Let's start from the beginning. Eels are a versatile creature, with which we've had a mixed relationship over the years: mainly that of them being our food, or something we shove up our own anuses. That last one happened in the last week by the way.
As well as this, we've occasionally used them as a sort of ball in what is clearly the worst sport of all time. Palingtrekken – eel pulling – involved taking a rope and hanging it over a canal, before attaching a live eel to the center. Next, the human participants would board boats and attempt to pull down the slippery, thrashing eel, with whoever managed it being declared the winner, and centuries later a real jerk.

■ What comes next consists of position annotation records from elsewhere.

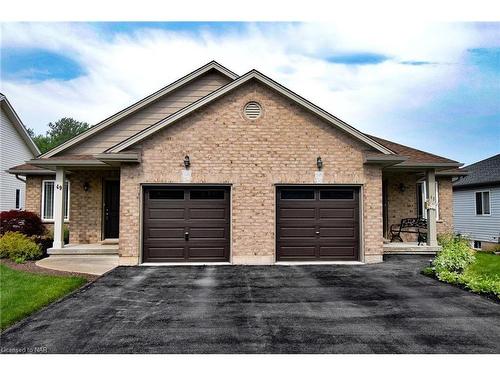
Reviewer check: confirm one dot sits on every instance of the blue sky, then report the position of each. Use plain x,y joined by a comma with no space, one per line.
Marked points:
431,86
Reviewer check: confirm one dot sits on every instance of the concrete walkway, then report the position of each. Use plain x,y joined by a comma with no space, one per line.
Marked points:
91,264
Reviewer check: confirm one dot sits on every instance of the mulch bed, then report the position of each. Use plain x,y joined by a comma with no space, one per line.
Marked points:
31,267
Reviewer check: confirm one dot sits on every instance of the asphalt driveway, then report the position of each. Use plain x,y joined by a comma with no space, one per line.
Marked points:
381,308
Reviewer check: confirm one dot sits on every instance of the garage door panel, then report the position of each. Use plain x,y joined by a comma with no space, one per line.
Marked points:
178,228
323,228
337,251
337,213
349,232
166,253
165,233
297,232
207,213
165,213
297,252
206,252
207,233
297,213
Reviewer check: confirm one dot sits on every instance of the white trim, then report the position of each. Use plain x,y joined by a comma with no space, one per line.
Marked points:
424,198
140,104
482,202
18,124
253,74
42,212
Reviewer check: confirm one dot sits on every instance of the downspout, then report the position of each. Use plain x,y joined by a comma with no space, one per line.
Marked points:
19,178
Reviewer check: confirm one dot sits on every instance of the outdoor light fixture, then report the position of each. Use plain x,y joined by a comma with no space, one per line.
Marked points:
319,163
187,162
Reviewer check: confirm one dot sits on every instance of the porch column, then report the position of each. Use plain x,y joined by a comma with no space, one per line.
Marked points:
430,205
59,208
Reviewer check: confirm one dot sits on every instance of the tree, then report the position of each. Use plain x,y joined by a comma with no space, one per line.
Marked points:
58,133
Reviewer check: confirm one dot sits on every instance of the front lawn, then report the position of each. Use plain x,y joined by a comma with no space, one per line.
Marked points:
23,293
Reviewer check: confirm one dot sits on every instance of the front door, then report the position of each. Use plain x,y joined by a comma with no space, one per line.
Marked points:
111,208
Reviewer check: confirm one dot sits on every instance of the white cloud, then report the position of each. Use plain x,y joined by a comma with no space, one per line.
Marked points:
121,68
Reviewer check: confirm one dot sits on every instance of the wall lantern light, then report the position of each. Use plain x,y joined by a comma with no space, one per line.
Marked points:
187,162
319,163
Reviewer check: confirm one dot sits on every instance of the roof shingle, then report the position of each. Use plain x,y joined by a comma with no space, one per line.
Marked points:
481,173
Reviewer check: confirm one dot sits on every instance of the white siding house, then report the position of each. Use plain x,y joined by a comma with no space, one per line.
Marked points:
16,147
476,203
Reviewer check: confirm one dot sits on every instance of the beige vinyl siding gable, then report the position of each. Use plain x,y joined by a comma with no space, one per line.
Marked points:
160,109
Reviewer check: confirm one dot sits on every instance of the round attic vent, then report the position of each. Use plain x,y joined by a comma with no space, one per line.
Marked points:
252,110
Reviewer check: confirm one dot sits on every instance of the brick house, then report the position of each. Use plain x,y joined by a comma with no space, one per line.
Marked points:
217,167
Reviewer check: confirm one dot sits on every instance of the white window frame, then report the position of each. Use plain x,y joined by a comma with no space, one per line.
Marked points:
482,202
66,217
18,199
424,198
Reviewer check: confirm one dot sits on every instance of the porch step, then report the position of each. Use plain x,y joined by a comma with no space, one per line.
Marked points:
409,248
85,249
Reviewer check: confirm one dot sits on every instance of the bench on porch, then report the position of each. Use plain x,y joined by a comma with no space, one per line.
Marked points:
415,225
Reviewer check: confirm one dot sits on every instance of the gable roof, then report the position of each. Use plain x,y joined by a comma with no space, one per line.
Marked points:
213,65
414,156
253,74
18,124
483,172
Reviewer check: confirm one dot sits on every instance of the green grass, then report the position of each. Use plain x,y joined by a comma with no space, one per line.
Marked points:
23,293
482,276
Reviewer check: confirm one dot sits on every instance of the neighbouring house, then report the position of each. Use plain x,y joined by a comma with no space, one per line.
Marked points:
476,203
16,146
217,167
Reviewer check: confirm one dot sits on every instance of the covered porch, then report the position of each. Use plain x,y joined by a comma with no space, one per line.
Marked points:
416,207
82,194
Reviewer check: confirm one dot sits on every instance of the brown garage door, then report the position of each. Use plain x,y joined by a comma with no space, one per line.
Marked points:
186,224
317,223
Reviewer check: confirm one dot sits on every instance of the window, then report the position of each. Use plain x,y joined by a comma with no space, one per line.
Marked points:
336,194
206,194
18,199
422,197
48,200
482,203
166,194
297,194
252,110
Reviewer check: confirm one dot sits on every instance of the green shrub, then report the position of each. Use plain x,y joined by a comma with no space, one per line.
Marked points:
50,234
455,256
18,247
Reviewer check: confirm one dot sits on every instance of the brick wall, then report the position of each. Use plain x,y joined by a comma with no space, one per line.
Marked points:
404,204
279,147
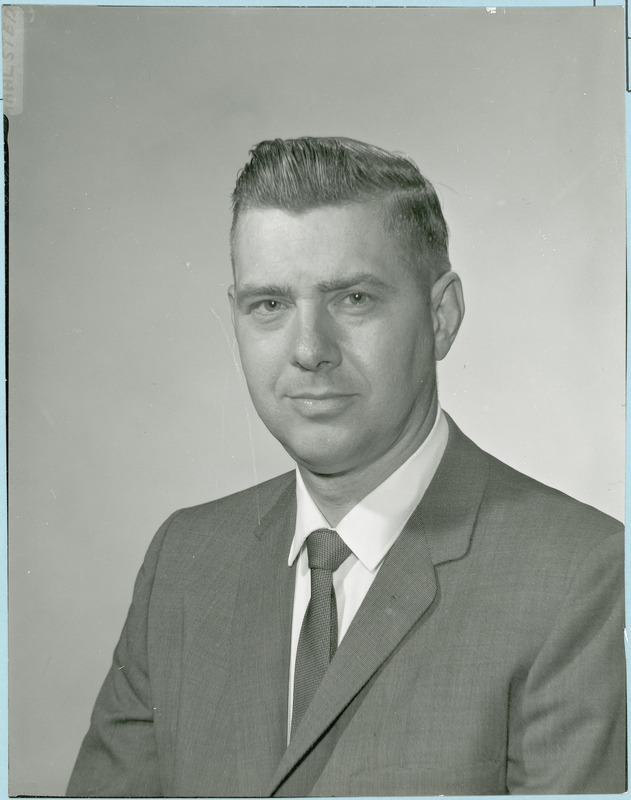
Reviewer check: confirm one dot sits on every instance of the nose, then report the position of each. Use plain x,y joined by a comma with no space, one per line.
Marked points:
314,340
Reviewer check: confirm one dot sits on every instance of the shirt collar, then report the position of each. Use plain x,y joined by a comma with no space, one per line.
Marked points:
372,526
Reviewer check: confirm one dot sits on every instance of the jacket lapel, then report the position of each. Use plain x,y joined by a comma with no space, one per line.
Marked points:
439,530
261,642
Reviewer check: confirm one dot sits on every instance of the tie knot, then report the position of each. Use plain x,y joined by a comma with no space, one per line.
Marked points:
326,550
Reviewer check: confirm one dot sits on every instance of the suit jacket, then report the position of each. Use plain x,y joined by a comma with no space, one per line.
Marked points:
486,658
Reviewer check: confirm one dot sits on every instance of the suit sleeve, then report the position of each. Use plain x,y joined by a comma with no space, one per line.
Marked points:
567,724
118,756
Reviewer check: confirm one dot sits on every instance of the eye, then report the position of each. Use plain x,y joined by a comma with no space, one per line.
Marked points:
356,299
266,307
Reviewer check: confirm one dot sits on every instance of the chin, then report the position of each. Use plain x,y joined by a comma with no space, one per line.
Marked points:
321,462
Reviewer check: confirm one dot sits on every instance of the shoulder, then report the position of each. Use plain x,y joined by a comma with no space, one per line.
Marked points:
245,508
220,529
542,523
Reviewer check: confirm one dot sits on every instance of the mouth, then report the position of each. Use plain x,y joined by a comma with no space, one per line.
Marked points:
314,404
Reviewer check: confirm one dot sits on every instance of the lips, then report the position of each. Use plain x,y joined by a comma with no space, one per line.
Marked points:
320,403
314,396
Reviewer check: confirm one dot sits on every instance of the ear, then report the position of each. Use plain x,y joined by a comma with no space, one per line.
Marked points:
232,302
447,306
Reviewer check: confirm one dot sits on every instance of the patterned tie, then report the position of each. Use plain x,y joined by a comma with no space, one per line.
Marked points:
318,636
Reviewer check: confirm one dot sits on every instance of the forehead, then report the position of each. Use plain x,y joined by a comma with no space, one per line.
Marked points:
325,240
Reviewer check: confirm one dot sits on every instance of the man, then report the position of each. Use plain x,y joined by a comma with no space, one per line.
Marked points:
405,614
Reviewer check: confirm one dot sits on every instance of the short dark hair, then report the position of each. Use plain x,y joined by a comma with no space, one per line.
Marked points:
298,175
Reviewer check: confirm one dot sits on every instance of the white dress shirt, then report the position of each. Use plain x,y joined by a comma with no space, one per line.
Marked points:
369,530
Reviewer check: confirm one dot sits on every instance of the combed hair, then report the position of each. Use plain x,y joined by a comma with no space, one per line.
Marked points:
298,175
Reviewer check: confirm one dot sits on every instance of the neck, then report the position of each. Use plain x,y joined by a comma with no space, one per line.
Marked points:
336,494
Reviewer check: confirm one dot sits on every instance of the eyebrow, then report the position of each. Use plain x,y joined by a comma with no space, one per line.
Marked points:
250,290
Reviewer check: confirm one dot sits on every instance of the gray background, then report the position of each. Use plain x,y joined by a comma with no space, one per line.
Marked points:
126,399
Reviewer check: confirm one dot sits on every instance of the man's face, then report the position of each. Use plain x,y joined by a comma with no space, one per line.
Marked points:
335,334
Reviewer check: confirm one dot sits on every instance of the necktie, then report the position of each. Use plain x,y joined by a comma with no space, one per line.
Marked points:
318,636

Though it sounds like an obscure novelty that nobody really played, you forget how little by way of entertainment people had a few hundred years before Shrek. The people of Amsterdam, at least, took it extremely seriously and reacted badly when it was banned for being just Lex Luther levels of evil. When an illegal game of eel yank broke out on the Jordaan on July 25, 1886, the police attempted to break it up. Rather than try e.g. Chess, the crowds turned on the police, beating one of them mercilessly while his colleague fetched reinforcements to really escalate the entirely insane situation.
Instead of checking out badminton, fighting took place all evening and resumed the following day. The military got in on the fray, and before the day was out 25 people were dead, defending their right to yank on an eel for what they called sport. Side point, but imagine how this would go down with people who moan about skateboarding happening at the Olympics.
So as you can see, we aren't exactly best friends with the eel, despite having consummated our relationship on a number of occasions.
But in the middle ages and early modern period, we appear to have done something else equally as bad – sending eels up the anuses of horses in order to sell them. How does putting an eel up there affect sales price, you ask? Well, good but very unusual question there, thank you.
The practice, known as feaguing, was done to older horses that were getting a bit too long in the tooth. In order to make them appear youthful again, you could try and liven up the horse by inserting a live eel into its rectum whenever somebody came to look around the horse sales showroom. This would distress the horse, and cause it to be a lot livelier than if it e.g. didn't have a live animal thrashing around in its rectum.
The practice is referenced a number of times (helpfully compiled by the Surprised Eel Historian here), including one quote by John Milton in 1628, in which he described a type of bird as “more useful to grooms because they are by nature lively and brisk and prancing, and if they were forced into the anus of scraggly horses would make them livelier and quicker than if they had ten live eels in their bellies.”
Later on, horse sellers moved on from selling horses in this manner. But only because they realized that it was much easier to get the same effect by putting ginger up their bottoms.